Saturday, November 24, 2007

Attack of the Blog Scrapers

Like most bloggers, I try to keep track of who's linking to us here at The Opinionated Marketers. And in the last few weeks, the number of "blog scrapers" - spam blogs that lift our content, run it in whole or part, sometimes with a link and sometimes not, usually with incorrect or no attribution at all - seems to have increased dramatically. The same thing has happened with my personal blog (puppy pictures, random notes and rants, etc. - if you're really curious I'll send you a link) and a news and politics blog I write for the Houston Chronicle.

Here's an example: Maureen wrote a post here recently on using church bulletins as marketing vehicles. Suddenly, this appears: something that looks (slightly) like someone saying "Hey, interesting post," except that this "blog" clearly isn't about anything at all and Maureen's name has suddenly become "Robert."

Every day my feeds of Google Blog and Technorati searches are crammed with this stuff.

I understand what these people are doing: they're gathering up content from all over the place and throwing it onto their own site as search engine bait, and then running Google AdSense ads on the page to make money off of ad clicks.

This is a problem in several ways. First of all, this kind of garbage makes blogs, blog search engines, and the web in general less useful for everybody. Second, as a content creator, I don't want to see my content being stolen and used as part of someone's spam scheme.
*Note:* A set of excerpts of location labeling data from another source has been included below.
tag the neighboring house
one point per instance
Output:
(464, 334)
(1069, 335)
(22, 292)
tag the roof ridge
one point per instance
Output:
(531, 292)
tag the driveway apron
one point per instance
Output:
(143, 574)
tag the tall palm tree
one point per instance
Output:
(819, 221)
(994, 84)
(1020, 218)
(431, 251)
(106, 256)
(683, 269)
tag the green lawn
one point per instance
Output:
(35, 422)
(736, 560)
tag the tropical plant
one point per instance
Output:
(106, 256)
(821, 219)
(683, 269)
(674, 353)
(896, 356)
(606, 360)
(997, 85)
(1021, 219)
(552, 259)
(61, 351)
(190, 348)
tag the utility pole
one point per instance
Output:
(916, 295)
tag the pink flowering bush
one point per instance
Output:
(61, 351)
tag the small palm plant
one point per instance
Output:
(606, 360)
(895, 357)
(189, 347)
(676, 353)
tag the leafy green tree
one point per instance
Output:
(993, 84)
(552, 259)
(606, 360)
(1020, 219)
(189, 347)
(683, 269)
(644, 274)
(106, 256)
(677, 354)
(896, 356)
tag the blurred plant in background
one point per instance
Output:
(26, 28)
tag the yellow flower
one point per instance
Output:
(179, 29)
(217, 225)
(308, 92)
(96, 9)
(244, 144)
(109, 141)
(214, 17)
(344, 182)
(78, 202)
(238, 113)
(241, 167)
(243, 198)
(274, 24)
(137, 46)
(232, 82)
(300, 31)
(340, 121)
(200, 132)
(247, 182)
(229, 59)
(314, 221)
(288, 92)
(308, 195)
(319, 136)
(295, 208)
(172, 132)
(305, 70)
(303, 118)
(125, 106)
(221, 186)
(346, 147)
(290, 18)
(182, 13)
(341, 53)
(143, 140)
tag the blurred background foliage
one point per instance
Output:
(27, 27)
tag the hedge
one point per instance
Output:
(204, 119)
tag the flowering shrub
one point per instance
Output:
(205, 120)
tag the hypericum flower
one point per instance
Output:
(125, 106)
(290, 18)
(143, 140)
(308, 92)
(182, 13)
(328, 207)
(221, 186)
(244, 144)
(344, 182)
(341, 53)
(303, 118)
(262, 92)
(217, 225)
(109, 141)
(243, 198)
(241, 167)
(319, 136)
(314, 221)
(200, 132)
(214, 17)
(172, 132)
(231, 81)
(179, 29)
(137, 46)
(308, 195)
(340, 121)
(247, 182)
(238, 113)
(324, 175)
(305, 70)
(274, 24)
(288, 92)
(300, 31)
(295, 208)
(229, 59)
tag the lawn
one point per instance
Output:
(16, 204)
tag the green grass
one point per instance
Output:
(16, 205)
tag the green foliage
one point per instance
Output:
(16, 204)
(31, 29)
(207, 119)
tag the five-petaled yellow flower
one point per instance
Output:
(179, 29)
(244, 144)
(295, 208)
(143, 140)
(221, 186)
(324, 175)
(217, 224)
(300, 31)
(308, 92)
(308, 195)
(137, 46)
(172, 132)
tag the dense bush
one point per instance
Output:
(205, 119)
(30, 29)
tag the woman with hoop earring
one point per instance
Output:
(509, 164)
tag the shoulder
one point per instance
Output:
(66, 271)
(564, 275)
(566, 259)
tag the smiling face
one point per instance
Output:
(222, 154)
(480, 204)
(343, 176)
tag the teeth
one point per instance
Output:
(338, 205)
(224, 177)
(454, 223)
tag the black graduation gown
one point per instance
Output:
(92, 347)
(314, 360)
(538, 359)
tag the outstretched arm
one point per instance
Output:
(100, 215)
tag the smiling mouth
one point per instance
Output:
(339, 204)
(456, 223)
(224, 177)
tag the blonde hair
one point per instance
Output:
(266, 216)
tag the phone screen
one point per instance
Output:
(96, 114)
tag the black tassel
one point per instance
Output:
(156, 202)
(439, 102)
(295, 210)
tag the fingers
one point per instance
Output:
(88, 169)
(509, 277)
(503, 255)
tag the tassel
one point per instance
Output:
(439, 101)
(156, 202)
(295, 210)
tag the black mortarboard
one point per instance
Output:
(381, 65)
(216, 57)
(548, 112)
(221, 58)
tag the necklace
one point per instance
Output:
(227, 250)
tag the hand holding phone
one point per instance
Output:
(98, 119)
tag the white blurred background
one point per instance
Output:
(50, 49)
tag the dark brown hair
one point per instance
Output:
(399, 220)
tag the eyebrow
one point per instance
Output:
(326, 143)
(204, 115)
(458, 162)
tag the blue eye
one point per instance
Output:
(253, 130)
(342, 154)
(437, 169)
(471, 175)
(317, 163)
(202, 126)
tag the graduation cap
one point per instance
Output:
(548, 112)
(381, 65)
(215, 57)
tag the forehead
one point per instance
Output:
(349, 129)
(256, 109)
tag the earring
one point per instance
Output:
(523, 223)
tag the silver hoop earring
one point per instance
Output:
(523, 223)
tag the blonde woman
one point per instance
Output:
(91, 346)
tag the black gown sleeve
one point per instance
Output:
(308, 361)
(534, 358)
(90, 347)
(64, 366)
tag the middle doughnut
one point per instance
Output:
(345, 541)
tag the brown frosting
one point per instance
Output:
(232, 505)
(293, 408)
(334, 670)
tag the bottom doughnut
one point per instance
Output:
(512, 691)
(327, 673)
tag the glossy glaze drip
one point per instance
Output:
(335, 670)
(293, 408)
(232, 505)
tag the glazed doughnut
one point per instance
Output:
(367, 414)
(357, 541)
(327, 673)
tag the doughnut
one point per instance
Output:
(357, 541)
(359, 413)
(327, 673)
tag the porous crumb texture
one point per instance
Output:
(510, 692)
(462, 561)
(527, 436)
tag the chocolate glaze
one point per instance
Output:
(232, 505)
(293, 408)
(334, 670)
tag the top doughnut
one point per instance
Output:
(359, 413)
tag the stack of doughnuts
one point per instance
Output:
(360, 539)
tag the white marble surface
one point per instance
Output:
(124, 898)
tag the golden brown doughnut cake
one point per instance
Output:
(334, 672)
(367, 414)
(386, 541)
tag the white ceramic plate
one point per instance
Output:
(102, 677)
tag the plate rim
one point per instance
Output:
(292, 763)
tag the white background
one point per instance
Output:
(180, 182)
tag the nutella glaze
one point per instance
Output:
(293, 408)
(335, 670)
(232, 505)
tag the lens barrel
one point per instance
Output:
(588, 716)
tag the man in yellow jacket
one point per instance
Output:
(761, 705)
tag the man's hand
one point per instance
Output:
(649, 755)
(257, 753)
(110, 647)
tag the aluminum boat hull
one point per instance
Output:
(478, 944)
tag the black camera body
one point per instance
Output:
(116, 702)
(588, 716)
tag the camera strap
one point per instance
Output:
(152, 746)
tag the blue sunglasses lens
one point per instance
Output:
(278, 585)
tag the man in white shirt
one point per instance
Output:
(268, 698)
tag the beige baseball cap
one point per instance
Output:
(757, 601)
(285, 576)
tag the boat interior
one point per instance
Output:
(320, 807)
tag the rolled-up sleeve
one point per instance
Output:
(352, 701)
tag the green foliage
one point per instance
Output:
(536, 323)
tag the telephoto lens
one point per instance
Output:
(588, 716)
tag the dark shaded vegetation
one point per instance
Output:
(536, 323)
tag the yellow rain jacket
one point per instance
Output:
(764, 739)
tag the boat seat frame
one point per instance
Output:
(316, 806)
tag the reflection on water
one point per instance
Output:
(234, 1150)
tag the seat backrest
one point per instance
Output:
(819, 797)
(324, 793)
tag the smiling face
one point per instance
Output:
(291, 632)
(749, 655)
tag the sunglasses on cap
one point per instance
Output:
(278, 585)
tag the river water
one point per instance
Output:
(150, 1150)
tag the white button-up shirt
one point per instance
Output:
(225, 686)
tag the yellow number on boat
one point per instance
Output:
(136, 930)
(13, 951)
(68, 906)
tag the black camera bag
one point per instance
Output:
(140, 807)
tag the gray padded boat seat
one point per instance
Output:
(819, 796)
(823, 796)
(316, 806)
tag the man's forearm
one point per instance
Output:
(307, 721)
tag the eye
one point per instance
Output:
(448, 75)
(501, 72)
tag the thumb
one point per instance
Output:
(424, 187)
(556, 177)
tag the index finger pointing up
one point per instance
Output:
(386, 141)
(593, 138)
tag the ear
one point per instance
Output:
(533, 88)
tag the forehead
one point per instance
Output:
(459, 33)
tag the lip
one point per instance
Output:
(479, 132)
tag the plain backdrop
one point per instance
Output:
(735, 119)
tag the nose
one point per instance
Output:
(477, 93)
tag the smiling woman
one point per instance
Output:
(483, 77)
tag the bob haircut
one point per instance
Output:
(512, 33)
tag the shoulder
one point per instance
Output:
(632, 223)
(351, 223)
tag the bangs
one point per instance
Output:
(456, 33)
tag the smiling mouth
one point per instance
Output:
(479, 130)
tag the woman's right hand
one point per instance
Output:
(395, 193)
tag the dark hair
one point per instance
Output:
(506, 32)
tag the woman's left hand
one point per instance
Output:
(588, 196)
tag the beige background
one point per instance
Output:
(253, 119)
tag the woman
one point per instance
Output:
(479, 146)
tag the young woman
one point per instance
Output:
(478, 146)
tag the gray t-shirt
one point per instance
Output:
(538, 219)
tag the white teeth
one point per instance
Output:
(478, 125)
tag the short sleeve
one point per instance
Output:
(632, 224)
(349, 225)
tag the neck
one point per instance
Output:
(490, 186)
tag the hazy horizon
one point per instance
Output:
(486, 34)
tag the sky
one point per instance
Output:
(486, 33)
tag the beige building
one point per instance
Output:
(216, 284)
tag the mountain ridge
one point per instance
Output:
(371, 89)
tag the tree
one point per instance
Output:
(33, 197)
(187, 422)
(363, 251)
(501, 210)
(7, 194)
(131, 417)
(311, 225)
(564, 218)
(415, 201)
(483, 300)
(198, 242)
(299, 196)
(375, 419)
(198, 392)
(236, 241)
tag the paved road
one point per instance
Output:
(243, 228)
But what can be done? You could identify the host of each of these sites and send them a complaint asking them to remove the material; when I worked for a web hosting company, we actually did that when someone demonstrated that our customers were reproducing content they didn't own. Of course, we were a legitimate company, and I'm guessing when one of these sites is hosted by some tiny company in another country, it's unlikely that anything will happen. Google has a form for you to complain about advertiser behavior; if you complain about one of their advertisers stealing content, their response is that they will tell the advertiser. Google, I think they know that already.

This is Google's usual reaction to anything related to copyrights: "Leave us out of it, please." It's the wrong approach, because the more that these spam blogs turn up in search results, the more useless the search tools become; Technorati seems to be accelerating toward an advanced state of uselessness already, and if Google doesn't address these issues Google Blog Search will not be far behind.

Have any of you come across this? Is there anything to be done about it? Or do we all need to accept that when our content is out there in digital form, it's going to get stolen?

2 comments:

Boris said...

You raise an excellent point, John. And, frankly, I'm surprised that the major search engines aren't doing more to control the amount of content duplication that is going on. I don't think it would be that difficult to cut down on the duplication. But, for some reason, few of the engines are doing something about it.

That said, I think you're being unnecessarily hard on Technorati. When I've used blog search at our search tool, Zuula , I've actually been impressed at the extent to which Technorati's results are relatively free of duplicate content.

Google's blog search results, in contrast, are typically very full of duplicate content, particularly when you re-order the results so the most recent results are displayed first.

Still, you raise an important point, and I hope the search engines start doing more to address it.

Des said...

When I wrote for a while for one of the blog networks, I used to flick these to the network managers and presumably they would deal with it.

On my own, I would not send a cease and desist notice - on the basis that the non-lawyer who seeks to represent him/herself has "a fool for an attorney and a damn fool for a client".

I agree that head in the sand is not a smart position for the search engines to adopt on this one.